L'unico compromesso es un álbum de Gemitaiz lanzado en 2013. Grabado en Grabado en Roma entre 2012 y 2013, en un período de efervescencia creativa para Gemitaiz, quien tras el éxito de su mixtape 'Quello che vi consiglio' buscaba consolidar su sonido y narrativa personal.. Producción a cargo de Mixer T, Deleterio, Shablo, 3D. Escuchalo completo en LyricStream.
Gemitaiz, nacido Davide De Luca, llegaba a 'L'unico compromesso' tras años de militancia en la escena underground romana y una creciente reputación como uno de los raperos técnicamente más sólidos de Italia. El disco surgió de la necesidad de dar un paso adelante respecto a los mixtapes previos, buscando un sonido más cohesivo y una temática más madura. Las sesiones de grabación se repartieron entre estudios de Roma y Milán, contando con la producción de figuras clave como Mixer T y Deleterio, quienes ayudaron a pulir el sonido sin perder la crudeza del rap callejero. El título, 'L'unico compromesso', reflejaba la idea de que la única concesión que Gemitaiz estaba dispuesto a hacer era con su propia música, no con las modas o las exigencias comerciales.
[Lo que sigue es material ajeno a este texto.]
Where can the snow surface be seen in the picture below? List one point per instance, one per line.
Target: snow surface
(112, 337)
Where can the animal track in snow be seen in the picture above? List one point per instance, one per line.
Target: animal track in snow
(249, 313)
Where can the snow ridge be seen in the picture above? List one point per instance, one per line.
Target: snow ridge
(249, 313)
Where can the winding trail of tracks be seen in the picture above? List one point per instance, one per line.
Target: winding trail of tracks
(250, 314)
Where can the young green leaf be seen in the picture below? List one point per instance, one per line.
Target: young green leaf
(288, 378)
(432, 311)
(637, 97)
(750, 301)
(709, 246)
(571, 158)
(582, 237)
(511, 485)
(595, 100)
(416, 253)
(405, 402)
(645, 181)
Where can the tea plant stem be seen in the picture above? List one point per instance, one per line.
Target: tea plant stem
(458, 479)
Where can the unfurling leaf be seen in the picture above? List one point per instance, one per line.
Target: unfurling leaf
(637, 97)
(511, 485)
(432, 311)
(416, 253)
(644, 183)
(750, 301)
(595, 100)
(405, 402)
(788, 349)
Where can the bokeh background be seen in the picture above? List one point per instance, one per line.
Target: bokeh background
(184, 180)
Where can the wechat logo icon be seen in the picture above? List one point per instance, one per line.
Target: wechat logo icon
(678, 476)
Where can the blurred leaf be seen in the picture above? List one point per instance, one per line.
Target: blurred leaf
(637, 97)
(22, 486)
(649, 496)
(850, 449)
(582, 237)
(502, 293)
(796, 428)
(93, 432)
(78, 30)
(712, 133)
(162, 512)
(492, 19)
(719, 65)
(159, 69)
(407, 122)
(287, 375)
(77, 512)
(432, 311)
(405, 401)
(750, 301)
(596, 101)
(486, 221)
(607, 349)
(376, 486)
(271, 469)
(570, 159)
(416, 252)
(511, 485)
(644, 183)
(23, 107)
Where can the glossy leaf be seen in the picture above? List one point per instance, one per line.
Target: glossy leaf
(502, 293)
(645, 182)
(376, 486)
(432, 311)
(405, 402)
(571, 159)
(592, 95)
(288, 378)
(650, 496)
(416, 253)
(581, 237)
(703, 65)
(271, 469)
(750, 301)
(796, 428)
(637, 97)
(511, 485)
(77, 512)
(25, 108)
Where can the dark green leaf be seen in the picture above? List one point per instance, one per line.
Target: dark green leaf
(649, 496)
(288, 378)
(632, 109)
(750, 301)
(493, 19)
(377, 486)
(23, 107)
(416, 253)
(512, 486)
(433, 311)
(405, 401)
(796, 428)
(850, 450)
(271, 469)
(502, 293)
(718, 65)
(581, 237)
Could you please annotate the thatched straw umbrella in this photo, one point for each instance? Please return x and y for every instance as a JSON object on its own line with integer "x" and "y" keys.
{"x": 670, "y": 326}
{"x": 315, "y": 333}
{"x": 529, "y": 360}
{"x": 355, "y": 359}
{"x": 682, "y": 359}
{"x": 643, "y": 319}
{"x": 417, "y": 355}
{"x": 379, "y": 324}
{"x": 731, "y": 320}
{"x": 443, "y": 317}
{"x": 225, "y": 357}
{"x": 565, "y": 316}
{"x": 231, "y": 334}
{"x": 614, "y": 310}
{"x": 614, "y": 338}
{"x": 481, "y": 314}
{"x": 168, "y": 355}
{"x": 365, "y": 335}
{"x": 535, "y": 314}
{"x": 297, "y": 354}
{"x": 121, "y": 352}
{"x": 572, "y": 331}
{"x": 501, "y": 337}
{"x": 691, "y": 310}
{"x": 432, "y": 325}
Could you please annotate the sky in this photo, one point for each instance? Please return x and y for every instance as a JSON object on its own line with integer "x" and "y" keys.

El álbum se caracteriza por un sonido que oscila entre el boom bap clásico y las texturas más modernas del trap italiano, con bases densas y samples atmosféricos. Canciones como 'Bene' y 'Non me ne frega niente' se convirtieron en himnos generacionales, mostrando la habilidad de Gemitaiz para alternar entre la introspección y la bravuconería. Colaboraciones destacadas incluyen a MadMan en 'Senza di me', donde la química entre ambos raperos es eléctrica, y a Coez en 'Fuori', que aporta un matiz melódico y nostálgico al disco. La producción de Shablo en 'Rap futuristico' es un punto álgido, fusionando sintetizadores con una base de hip-hop clásico.
Lanzado en 2013, 'L'unico compromesso' fue un punto de inflexión para el rap italiano, consolidando a Gemitaiz como un referente de la nueva escuela. El disco logró conectar con una audiencia joven que buscaba autenticidad en un género que comenzaba a masificarse, y su éxito allanó el camino para que otros artistas underground pudieran acceder a mayores plataformas. Su legado perdura en la forma en que combinó la técnica con la emoción, estableciendo un estándar para los raperos italianos de la década. Hoy se considera un clásico moderno, un testimonio de un momento en que el hip-hop italiano encontró su voz más sincera.